All of them do. Few have aspirations to become the next Tony Stewart or Junior, yet they come back because this track is family.

The Casters, from Bennett, Colorado, run in the Super Modified Class and are a special breed in themselves. The class doesn’t have a lot of races in Colorado, only six this year, so they will take this evening at the track.

Super modifieds to the non-race fan are like “fighter jets in a gymnasium . . .  or however that quote goes,” said Rich Caster, Super Mod driver. “Half of the field [super mods] would have qualified for the Indy at Pikes Peak.”

Rich, who was the fastest in qualifying and won his main event on this evening, is a heavy equipment operator with Nelson Pipeline Constructors. He’s been around racing since he was two, “growing up in the pits” as he puts its. The term “growing up in the pits” should just be called “If your dad races you will probably race too.”

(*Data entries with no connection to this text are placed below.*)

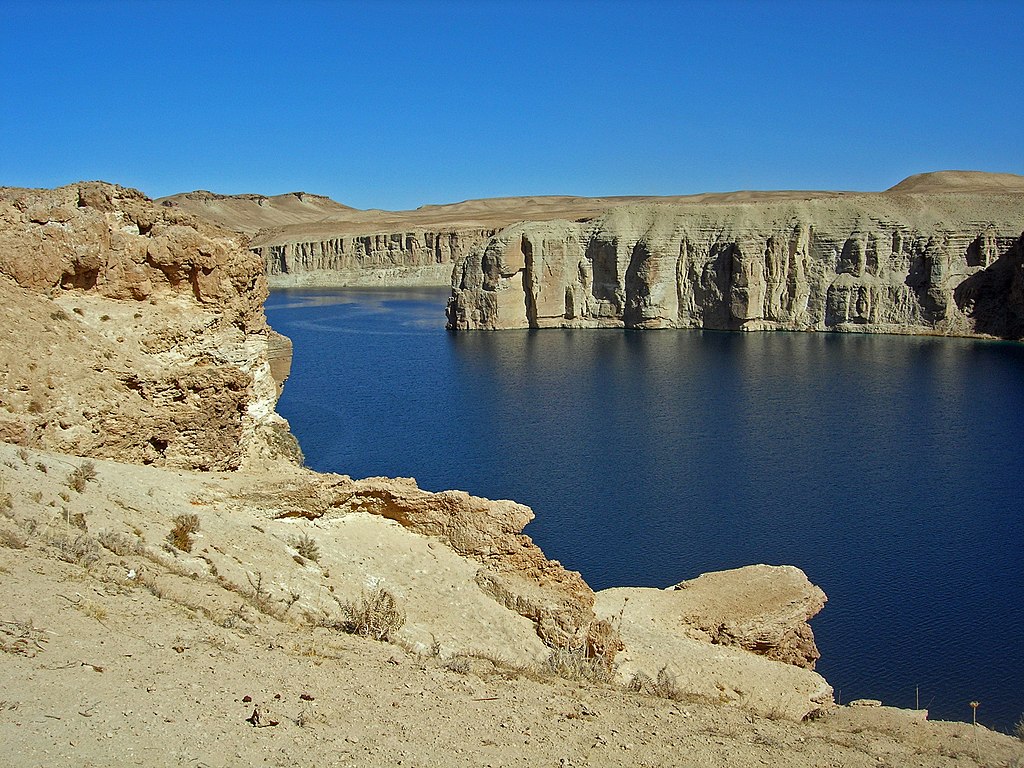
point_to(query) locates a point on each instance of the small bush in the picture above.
(375, 614)
(22, 638)
(82, 475)
(12, 539)
(305, 545)
(181, 535)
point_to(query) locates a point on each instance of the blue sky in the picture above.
(403, 103)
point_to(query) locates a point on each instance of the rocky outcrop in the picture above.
(400, 258)
(157, 346)
(941, 263)
(735, 636)
(515, 571)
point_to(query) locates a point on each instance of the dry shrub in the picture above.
(82, 475)
(666, 686)
(590, 657)
(182, 532)
(374, 614)
(306, 546)
(12, 539)
(20, 638)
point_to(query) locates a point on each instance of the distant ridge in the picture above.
(304, 216)
(250, 213)
(960, 181)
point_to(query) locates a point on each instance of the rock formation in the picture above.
(404, 258)
(694, 631)
(137, 335)
(152, 322)
(890, 262)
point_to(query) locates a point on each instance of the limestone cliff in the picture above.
(399, 258)
(132, 332)
(889, 262)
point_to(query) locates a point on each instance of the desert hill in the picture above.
(179, 589)
(960, 181)
(307, 240)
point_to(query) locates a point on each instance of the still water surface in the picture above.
(888, 468)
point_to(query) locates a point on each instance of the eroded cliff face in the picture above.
(140, 329)
(397, 258)
(136, 334)
(884, 263)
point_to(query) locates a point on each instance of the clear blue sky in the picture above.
(402, 103)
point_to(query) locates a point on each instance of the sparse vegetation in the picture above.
(665, 686)
(12, 539)
(306, 546)
(6, 502)
(20, 638)
(182, 532)
(82, 475)
(83, 550)
(375, 614)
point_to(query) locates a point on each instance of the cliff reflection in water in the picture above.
(886, 467)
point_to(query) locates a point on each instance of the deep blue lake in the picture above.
(888, 468)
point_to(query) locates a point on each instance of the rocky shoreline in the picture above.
(139, 381)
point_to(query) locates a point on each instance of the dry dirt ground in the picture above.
(118, 649)
(302, 216)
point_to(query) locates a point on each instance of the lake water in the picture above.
(888, 468)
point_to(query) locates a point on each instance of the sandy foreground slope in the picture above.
(141, 656)
(136, 390)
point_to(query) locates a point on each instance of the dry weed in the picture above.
(20, 638)
(82, 475)
(306, 546)
(375, 614)
(83, 550)
(182, 532)
(13, 539)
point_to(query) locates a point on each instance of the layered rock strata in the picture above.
(152, 322)
(736, 636)
(892, 262)
(403, 258)
(136, 334)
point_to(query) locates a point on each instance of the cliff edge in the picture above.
(150, 494)
(930, 262)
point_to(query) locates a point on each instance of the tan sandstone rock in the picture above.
(146, 326)
(737, 636)
(890, 262)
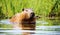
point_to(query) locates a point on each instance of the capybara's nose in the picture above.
(33, 14)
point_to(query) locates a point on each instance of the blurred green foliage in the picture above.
(40, 7)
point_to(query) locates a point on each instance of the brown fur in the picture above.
(22, 21)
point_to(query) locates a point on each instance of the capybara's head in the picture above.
(29, 13)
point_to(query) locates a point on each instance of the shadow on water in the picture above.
(47, 27)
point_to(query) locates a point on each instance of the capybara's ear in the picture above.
(23, 9)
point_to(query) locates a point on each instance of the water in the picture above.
(47, 27)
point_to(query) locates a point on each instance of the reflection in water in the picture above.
(41, 29)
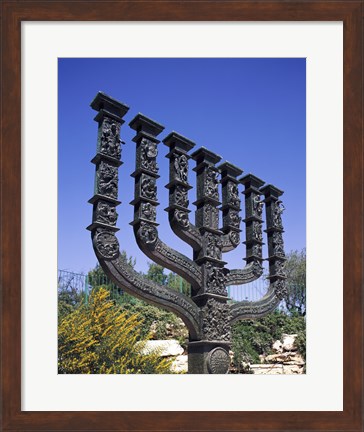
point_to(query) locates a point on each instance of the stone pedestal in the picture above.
(208, 357)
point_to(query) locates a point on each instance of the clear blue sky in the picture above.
(250, 111)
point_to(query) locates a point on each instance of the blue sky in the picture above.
(252, 112)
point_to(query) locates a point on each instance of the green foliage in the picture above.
(177, 283)
(69, 298)
(160, 318)
(296, 282)
(251, 338)
(99, 338)
(156, 274)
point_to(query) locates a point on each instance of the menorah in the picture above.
(208, 312)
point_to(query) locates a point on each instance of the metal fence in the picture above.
(83, 284)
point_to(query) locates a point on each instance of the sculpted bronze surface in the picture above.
(208, 314)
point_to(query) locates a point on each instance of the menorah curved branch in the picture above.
(254, 237)
(277, 290)
(208, 313)
(146, 201)
(127, 278)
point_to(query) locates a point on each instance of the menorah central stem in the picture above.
(207, 312)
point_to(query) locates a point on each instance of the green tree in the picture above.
(295, 300)
(252, 338)
(100, 338)
(69, 296)
(177, 283)
(97, 278)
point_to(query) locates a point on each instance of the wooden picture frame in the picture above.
(13, 13)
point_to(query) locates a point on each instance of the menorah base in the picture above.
(208, 357)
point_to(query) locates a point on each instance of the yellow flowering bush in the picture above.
(100, 338)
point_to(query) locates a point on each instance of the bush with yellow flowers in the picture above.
(99, 338)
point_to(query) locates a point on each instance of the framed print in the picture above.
(34, 36)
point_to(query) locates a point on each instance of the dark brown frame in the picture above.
(13, 12)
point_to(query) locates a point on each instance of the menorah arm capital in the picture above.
(249, 273)
(184, 229)
(230, 240)
(151, 245)
(123, 275)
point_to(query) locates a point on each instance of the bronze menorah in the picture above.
(207, 313)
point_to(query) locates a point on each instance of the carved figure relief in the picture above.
(181, 167)
(257, 231)
(106, 213)
(182, 218)
(278, 244)
(257, 206)
(233, 194)
(216, 320)
(214, 245)
(280, 268)
(148, 211)
(218, 361)
(208, 313)
(148, 154)
(211, 184)
(110, 143)
(234, 218)
(234, 238)
(149, 188)
(210, 216)
(107, 244)
(181, 196)
(215, 279)
(257, 268)
(257, 250)
(147, 233)
(107, 180)
(277, 214)
(280, 289)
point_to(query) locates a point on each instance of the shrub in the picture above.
(100, 338)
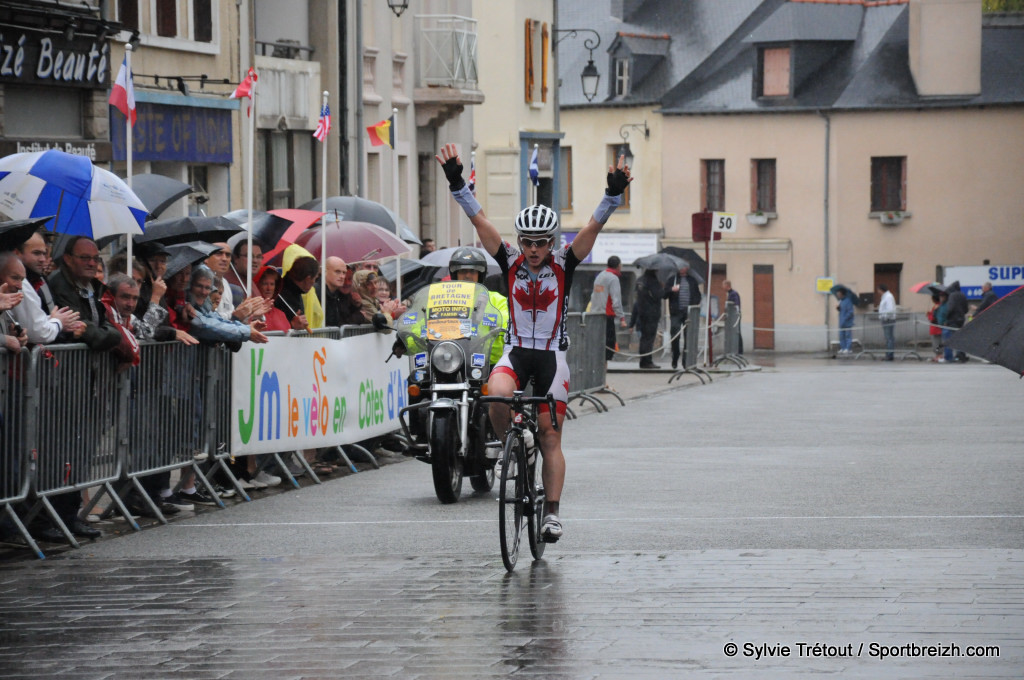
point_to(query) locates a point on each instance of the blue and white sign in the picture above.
(1004, 278)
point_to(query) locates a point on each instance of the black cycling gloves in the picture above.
(617, 181)
(453, 171)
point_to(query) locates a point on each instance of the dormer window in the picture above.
(774, 72)
(622, 78)
(633, 57)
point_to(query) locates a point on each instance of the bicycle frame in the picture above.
(527, 496)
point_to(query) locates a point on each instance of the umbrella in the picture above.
(928, 288)
(185, 254)
(158, 192)
(353, 242)
(15, 232)
(192, 227)
(996, 334)
(440, 258)
(83, 199)
(698, 266)
(849, 293)
(665, 265)
(355, 209)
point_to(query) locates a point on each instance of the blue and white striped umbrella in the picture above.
(85, 200)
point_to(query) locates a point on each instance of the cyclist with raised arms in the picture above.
(539, 279)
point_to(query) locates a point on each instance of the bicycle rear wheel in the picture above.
(511, 500)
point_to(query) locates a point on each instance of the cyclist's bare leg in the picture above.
(500, 384)
(553, 471)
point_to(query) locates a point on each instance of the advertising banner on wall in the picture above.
(1004, 278)
(294, 393)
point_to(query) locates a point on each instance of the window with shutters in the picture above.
(888, 183)
(713, 184)
(622, 78)
(537, 52)
(774, 72)
(172, 24)
(763, 184)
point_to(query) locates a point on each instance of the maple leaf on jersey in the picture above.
(532, 297)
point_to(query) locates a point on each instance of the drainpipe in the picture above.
(357, 71)
(825, 208)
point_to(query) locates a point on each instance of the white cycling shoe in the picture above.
(551, 528)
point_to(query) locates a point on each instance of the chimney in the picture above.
(945, 47)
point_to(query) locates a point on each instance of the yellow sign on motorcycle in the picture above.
(450, 305)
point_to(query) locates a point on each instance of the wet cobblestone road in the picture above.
(780, 527)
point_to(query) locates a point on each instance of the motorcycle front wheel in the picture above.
(444, 461)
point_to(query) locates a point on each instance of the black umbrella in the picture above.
(846, 290)
(698, 266)
(16, 231)
(158, 192)
(665, 265)
(996, 334)
(182, 229)
(355, 209)
(267, 228)
(186, 254)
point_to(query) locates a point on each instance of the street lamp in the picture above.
(397, 6)
(624, 132)
(590, 77)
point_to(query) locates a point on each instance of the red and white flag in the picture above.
(324, 126)
(123, 93)
(245, 88)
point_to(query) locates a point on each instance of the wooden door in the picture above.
(764, 306)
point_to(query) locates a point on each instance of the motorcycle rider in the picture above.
(539, 279)
(469, 264)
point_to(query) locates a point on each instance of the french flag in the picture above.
(123, 94)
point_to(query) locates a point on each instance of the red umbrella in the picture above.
(353, 242)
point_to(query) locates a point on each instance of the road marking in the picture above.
(612, 519)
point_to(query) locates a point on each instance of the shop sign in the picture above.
(97, 152)
(33, 57)
(175, 133)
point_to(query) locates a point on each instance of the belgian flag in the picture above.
(382, 133)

In 1983, Rich made a deal with his father that he could put rubber on the track if he graduated from high school. He did and has been out on the track every summer since.

Today, Rich is flanked by his fourteen year-old son Cody, who races Legends (think 1940’s mobster cars), wife Leigh and brother, Jason, a fellow Super Mod car driver. Like any father with a son in the same sport, Caster gets nervous watching his son because he’s not the one in control.

Still, he’s the modern dad with Cody. “I want him to want to do it,” Caster said.

Why spend so much time on the track and why so much money on a car? Rick tells it this way, “I have a friend who spends the same amount of money on his girl’s softball.”

In talking to the Casters, there’s only unwavering love for racing. But, if you hear their words, really listen, they are saying, they get to work on cars as a family, get to race as a family, get to be a family and enjoy every minute of racing.

“If you ever need anything, you just have to look around; someone will give it to you.” says Rich proud of the family he brought to the track that night.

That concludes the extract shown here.